A new type of malware attack, known as Balada malware injection, has been discovered. This attack specifically targets Newspaper and Newsmag websites by exploiting a vulnerability in the tagDiv premium theme plugin. The flaw, which allows for unauthenticated cross-site scripting (XSS), was first disclosed in September.
The plugin is widely used, with over 135,000 users. This high number of users increases the risk associated with the attack.
Attackers are utilizing various tactics and techniques to evade detection and deceive users into visiting fake websites. The initial wave of attacks involved injecting two variants of the Balada injector into public WordPress pages. The first variant was detected on over 4,000 sites, while the second variant was found on another 1,000 websites.
In the second wave of attacks, the perpetrators created malicious admin usernames and email IDs for the targeted sites. This allowed them to initiate the infection process or plant backdoors.
During the third wave, the attackers inserted the malware injector into the Newspaper theme’s 404.php file. The fourth wave involved shifting the existing infection process to using a malicious wp-zexit plugin installation that imitated the original installation page.
In the fifth wave, which started on September 21, the attackers changed the injection location to the std_live_css_local_storage option in the WordPress database.
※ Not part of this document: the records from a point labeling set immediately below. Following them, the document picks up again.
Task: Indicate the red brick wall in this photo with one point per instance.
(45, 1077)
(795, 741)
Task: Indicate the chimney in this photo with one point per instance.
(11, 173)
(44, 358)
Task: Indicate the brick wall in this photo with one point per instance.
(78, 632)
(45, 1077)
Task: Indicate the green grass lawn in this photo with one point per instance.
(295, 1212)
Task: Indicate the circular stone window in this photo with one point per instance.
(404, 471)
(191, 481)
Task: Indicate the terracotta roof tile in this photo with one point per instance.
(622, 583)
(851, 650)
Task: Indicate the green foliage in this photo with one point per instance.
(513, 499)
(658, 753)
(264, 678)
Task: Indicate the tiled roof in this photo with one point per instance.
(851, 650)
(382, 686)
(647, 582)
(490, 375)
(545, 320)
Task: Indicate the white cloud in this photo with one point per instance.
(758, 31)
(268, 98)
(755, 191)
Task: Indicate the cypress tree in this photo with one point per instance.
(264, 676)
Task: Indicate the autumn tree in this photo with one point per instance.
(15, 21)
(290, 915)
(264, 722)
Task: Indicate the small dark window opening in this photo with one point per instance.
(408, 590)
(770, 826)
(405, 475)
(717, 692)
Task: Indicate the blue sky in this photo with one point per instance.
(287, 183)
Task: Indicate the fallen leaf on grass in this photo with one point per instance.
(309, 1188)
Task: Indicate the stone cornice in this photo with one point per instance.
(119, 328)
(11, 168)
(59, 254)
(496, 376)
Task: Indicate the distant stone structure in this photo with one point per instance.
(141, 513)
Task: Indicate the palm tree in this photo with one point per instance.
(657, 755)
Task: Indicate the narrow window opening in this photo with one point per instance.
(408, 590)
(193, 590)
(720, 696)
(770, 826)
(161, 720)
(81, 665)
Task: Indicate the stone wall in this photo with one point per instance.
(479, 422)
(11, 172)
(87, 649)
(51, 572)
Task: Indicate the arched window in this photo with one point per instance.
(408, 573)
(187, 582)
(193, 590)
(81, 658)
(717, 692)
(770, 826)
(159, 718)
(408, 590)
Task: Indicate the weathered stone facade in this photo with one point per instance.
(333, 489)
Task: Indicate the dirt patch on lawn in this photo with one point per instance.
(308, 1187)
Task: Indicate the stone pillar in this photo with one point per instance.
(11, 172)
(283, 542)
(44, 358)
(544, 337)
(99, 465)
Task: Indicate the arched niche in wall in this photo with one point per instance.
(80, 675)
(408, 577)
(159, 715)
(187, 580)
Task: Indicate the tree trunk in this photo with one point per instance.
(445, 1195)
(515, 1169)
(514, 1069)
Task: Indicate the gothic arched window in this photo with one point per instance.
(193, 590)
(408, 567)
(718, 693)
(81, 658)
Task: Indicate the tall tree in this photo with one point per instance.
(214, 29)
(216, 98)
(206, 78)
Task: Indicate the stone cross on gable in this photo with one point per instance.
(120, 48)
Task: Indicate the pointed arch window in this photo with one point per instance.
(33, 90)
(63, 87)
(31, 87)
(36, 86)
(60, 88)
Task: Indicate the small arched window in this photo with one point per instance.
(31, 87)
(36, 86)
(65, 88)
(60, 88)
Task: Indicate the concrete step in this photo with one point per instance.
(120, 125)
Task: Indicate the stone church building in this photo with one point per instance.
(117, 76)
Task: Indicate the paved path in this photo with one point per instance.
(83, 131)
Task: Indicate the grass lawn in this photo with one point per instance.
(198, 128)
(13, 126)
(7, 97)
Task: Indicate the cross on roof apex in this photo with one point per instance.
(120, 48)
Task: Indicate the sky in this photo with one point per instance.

They also registered three new domains within a span of seven seconds.
The sixth wave began on September 29 and included the use of multiple scripts that loaded malware from the subdomains of promsmotion[.]com.
This is not the first time that malware operators have exploited this plugin to target websites. In a previous large-scale campaign that lasted for five years, starting in 2017, over one million WordPress websites were infected. These infected sites had their subdomains injected with malicious scripts, redirecting visitors to scam sites offering fake tech support, fraudulent lottery winnings, and push notification scams.
To combat these threats, researchers have shared a list of malicious domains and IP addresses, aiding organizations in detecting the attacks. Users can protect themselves by updating the plugin to the latest version 4.2 and utilizing website scanners. Additionally, removing unwanted admin users and unnecessary plugins is recommended for enhanced security.